Death

“Bodily Integration”: A Response to Robert Spaemann

Nicholas Tonti-Filippini

“The medical question for us now is whether the irreversible loss of all brain function is accompanied by the disintegration and loss of unity to which the Pope refers.”

In his “Is Brain Death the Death of the Human Being?,”1 Professor Robert Spaemann makes a number of criticisms of the practice of diagnosing death by the brain criterion. In the accompanying article2 I have offered criticisms of the current practice of diagnosing it by the clinical criteria alone, but have defended the teaching of Pope John Paul II on the issue of death by the brain criterion. To some extent at least, the criticisms that Alan Shewmon has made, to which Spaemann adverts, are also applicable to the current practice in many Western countries, especially the English-speaking ones, but not necessarily the concept itself.

This issue is confusing because there is some fluidity about the terms being used. I understand death by the brain criterion to mean complete and irreversible loss of all function of the brain. That is the way in which it is legally defined in most jurisdictions. I have argued that testing to ensure that there is no blood flow to the brain ensures that the loss of all brain function has occurred. It has not necessarily occurred if the clinical criteria alone are used.
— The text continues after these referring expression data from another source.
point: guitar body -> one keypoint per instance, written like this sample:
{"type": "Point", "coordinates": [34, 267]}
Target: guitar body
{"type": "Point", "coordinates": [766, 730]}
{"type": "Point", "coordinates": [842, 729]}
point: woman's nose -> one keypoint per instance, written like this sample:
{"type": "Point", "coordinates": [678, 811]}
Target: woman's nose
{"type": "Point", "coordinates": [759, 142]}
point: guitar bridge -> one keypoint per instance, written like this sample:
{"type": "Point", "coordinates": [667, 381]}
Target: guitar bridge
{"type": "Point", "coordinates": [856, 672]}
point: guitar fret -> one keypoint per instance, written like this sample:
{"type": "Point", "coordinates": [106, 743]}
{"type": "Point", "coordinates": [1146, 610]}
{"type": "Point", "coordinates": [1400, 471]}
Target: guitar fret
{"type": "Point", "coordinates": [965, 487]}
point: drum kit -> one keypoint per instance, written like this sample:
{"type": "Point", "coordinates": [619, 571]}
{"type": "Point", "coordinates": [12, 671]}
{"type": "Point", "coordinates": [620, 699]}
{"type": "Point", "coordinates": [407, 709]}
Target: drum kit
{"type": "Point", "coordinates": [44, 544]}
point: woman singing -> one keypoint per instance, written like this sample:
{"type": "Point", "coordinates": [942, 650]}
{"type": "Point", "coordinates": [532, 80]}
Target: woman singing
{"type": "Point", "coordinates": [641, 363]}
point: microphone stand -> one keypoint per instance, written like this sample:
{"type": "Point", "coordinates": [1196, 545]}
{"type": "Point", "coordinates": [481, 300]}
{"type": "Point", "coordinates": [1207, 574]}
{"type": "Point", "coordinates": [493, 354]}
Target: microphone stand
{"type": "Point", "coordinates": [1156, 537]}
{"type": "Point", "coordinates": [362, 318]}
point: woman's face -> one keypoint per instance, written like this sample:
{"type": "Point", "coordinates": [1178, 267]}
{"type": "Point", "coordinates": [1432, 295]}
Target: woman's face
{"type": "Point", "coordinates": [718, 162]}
Several countries use the blood flow test as the standard, but most English-speaking countries rely on the clinical criteria alone in most instances.

Reliance on the clinical criteria alone allows the diagnosis of death on the basis of the absence of some brainstem reflexes, the history of the trauma, and the absence of circumstances that might mask the brainstem reflexes. In those circumstances the person might still retain some brain function. In fact, as I explained, many patients diagnosed by the brain criterion using the clinical criteria alone will retain some midbrain functions and the evidence for that is the absence of diabetes insipidus in those cases. There are some other brain mediated functions such as control of blood pressure, which may also be maintained in someone who has been diagnosed by the clinical criteria alone.

The practice of relying solely on the clinical criteria has led to some confusion about what death by the brain criterion means. If it means complete and irreversible loss of all function of the brain then clearly the clinical criteria are not sufficient to diagnose it. Some of the concerns that Spaemann reports in relation to continued activity in someone diagnosed by the brain criterion may apply after diagnosis using the clinical criteria alone, but the teaching of John Paul II was based on loss of all brain function, and he was careful to spell out that he means “the complete and irreversible cessation of all brain activity (in the cerebrum, cerebellum and brain stem).”3 That a patient with loss of all brain function could reach out and touch the body of a nurse, as Spaemann reports, is simpily not possible.

That said, Spaemann also takes up the arguments of Alan Shewmon on the matter of integration and whether the loss of all function of the brain is sufficient to establish loss of integration in the way in which John Paul II used the concept insupporting diagnosis of death by the brain criterion. I agree with the validity of Spaemann's argument that if John Paul II relied on a medical understanding that was mistaken then we would have grounds to question the teaching. However, this issue does need to be addressed, and as I have argued in my own article, it needs to be addressed on the basis of the doctrine about what death is.

Spaemann refers to Shewmon presenting his research results on integration after diagnosis by the brain criterion at a conference in Cuba and reports that there was surprisingly broad acceptance. Shewmon's research was also well received by the U.S. President's Council on Bioethics. In fact it was so well received that the Council dismissed the use of the concept of integration as the basis for diagnosis of death by the brain criterion. Instead, they adopted what they called a "mode of being" view which allows death to be diagnosed on the basis of irreversible loss of spontaneous breathing and irreversible loss of consciousness. The latter view is clearly subject to the criticisms that Spaemann has made of death by the brain criterion.

Most of the President's Council took the "mode of being" view, demonstrating that the majority thinking is far removed from the Church's thought, as represented by the teaching of John Paul II. The Council clearly lacks an ontological view of the human person and makes no apparent effort to relate its understanding of death to the religious view that death is the separation of the soul from the body.